Going back to Poland

Almog Zoosman (Israel, UWC AC, 2010-2012)

Going back to Poland was a strong and powerful experience for me; it was like coming back to my cultural roots. My grandma, Lila, was born in Warsaw, Poland. During the war she and her sister, Hana, fled through Europe and Asia, eventually arriving in Israel. Regardless of the personal connection this land holds with my family, I must admit that I simply could not believe some of the landmarks of history that we saw. Walking on the roads which were the sites of the last walks of people 70 years ago was a highly emotional feeling of shame, pride, fear and curiosity, which made me speechless.

Shame, for the humankind and for the evil deeds that a mind can think of.

Pride, for my grandma, a holocaust survivor from Poland.

Fear, for the creative extent of the mechanized systems that the Nazis manufactured and for the fact that they were still human.

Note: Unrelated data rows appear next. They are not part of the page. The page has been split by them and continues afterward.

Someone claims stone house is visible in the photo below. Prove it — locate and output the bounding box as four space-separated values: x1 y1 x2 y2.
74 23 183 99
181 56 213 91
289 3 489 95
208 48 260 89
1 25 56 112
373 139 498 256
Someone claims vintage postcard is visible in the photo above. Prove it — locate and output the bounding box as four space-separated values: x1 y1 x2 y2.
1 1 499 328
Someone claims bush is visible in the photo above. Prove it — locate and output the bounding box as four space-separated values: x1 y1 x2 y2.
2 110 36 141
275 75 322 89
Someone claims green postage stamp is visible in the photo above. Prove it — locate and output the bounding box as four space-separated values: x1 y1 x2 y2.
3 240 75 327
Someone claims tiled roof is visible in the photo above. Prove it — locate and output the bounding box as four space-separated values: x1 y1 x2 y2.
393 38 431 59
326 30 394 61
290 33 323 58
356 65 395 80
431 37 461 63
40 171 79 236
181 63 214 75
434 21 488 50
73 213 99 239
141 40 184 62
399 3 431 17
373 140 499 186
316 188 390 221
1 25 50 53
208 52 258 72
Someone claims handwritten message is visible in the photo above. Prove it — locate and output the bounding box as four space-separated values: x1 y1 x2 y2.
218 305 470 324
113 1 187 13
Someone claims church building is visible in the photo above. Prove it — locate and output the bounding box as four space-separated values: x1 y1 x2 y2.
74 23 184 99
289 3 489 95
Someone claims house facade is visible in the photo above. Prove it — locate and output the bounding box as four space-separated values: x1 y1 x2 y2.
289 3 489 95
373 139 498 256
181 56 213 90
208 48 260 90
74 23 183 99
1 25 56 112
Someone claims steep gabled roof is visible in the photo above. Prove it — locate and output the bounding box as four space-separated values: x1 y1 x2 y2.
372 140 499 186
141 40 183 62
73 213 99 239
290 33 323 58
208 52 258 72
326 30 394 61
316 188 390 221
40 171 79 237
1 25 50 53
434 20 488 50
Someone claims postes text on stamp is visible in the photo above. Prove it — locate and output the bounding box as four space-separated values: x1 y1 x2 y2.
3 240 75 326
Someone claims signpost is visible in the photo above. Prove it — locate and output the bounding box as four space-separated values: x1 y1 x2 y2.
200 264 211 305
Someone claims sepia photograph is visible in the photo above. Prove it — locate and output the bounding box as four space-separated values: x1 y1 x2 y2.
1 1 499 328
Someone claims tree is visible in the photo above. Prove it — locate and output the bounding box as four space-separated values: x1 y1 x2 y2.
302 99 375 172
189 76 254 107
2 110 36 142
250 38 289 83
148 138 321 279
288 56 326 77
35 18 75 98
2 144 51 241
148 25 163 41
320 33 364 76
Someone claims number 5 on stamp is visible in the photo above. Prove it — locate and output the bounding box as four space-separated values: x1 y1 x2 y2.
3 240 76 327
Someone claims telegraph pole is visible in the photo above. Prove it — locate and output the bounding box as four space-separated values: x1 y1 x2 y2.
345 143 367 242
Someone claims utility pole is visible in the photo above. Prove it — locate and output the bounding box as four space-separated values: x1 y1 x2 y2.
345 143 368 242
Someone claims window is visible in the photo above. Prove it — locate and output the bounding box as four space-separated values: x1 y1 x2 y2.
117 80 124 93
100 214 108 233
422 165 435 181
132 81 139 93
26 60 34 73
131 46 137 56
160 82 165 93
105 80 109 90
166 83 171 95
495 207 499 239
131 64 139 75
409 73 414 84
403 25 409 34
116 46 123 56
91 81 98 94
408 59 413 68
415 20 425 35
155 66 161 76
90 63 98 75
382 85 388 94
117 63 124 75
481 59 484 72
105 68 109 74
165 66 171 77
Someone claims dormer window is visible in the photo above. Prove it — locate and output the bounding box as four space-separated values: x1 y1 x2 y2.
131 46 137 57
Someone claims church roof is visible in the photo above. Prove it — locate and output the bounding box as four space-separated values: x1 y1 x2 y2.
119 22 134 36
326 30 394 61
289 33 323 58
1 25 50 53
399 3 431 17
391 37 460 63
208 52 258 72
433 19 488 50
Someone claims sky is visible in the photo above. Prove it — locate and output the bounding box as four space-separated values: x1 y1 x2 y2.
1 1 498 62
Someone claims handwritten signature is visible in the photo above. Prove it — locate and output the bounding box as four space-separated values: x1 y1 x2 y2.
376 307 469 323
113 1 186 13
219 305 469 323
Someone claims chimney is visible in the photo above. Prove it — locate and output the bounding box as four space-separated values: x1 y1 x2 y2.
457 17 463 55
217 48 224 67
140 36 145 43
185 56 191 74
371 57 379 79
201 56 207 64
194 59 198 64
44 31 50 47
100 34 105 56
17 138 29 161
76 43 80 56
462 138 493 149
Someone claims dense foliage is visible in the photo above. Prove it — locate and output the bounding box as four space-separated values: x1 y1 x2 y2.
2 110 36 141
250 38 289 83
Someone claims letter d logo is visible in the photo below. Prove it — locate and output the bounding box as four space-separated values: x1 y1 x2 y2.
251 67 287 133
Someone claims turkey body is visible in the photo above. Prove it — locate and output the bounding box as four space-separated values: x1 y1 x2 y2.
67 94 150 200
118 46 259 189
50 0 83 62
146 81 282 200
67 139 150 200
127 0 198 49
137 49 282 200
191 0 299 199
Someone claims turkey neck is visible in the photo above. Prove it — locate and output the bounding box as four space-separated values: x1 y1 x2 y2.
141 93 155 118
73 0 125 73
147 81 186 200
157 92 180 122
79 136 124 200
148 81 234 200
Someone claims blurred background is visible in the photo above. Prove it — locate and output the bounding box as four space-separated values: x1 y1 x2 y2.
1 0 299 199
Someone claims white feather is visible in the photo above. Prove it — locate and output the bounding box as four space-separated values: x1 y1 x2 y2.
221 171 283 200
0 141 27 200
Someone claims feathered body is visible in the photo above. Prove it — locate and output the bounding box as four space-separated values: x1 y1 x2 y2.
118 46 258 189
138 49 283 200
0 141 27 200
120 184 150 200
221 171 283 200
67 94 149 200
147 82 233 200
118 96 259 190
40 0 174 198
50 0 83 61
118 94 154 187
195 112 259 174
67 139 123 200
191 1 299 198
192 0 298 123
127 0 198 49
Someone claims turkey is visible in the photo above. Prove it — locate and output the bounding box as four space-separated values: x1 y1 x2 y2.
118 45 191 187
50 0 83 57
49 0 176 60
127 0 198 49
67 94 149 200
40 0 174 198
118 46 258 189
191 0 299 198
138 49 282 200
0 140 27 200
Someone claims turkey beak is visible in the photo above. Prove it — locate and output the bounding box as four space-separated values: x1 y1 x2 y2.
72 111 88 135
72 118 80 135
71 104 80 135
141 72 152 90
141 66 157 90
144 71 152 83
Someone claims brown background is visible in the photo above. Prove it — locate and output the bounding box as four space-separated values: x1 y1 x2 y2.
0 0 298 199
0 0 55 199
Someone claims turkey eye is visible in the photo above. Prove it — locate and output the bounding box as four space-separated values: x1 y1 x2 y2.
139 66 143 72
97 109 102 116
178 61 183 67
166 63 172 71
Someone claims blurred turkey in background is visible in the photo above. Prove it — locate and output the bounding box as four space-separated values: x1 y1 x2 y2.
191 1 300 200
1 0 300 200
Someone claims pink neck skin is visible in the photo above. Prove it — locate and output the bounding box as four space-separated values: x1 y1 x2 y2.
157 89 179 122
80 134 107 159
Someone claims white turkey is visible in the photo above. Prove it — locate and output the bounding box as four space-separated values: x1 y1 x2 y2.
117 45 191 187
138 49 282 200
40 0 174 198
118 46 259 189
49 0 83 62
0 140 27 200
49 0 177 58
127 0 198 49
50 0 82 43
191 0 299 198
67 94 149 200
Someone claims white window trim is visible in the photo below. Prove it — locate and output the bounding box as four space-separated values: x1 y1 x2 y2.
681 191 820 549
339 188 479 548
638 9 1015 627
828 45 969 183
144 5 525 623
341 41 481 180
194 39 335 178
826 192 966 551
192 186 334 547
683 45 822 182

Curiosity, however, was the strongest and most underdeveloped feeling that this project created within me throughout the week, and the one that has endured the most.

Walking alongside the local people, seeing different faces, eyes, noses and mouths, I was curious about what each wrinkle holds in itself, what these local people’s eyes have seen? What sounds did these ears hear during the Nazi uprising? Did they hear at all? I wondered about the story behind each Polish person, regarding their own war experiences.

Though we came as a group, the internal journey of this project varied from person to person. The most shocking moments for me were to see the mountains of clothes, shoes and hair that were forcibly shaved in Auschwitz and are still remained. We saw suitcases labelled with real names but no corresponding faces. A sense of humanity was absolutely taken away. Birkenau was scarily huge, and imagining those faceless names and those nameless faces made me want to know and learn more, as well as feeling shocked by humanity of that time. It is therefore important to remember and talk about it and thus, this project week is highly significant!

As my grandma never talks about “those times”, this project has encouraged me to try and attempt as much as possible to ask, to dig in and to try and really get to know the different individuals we meet throughout our lives. Though I am only 18, this is the most important conclusion I got from this project week; there is a story behind each person, each wrinkle, and each eye. Our parents and grandparents hold in themselves pasts and backgrounds that might be worth hearing. So besides all the pain and anger I feel towards those times and places we visited, the project week has taught me a great deal about the different perspectives and angles of unity, as we experienced it through history and present.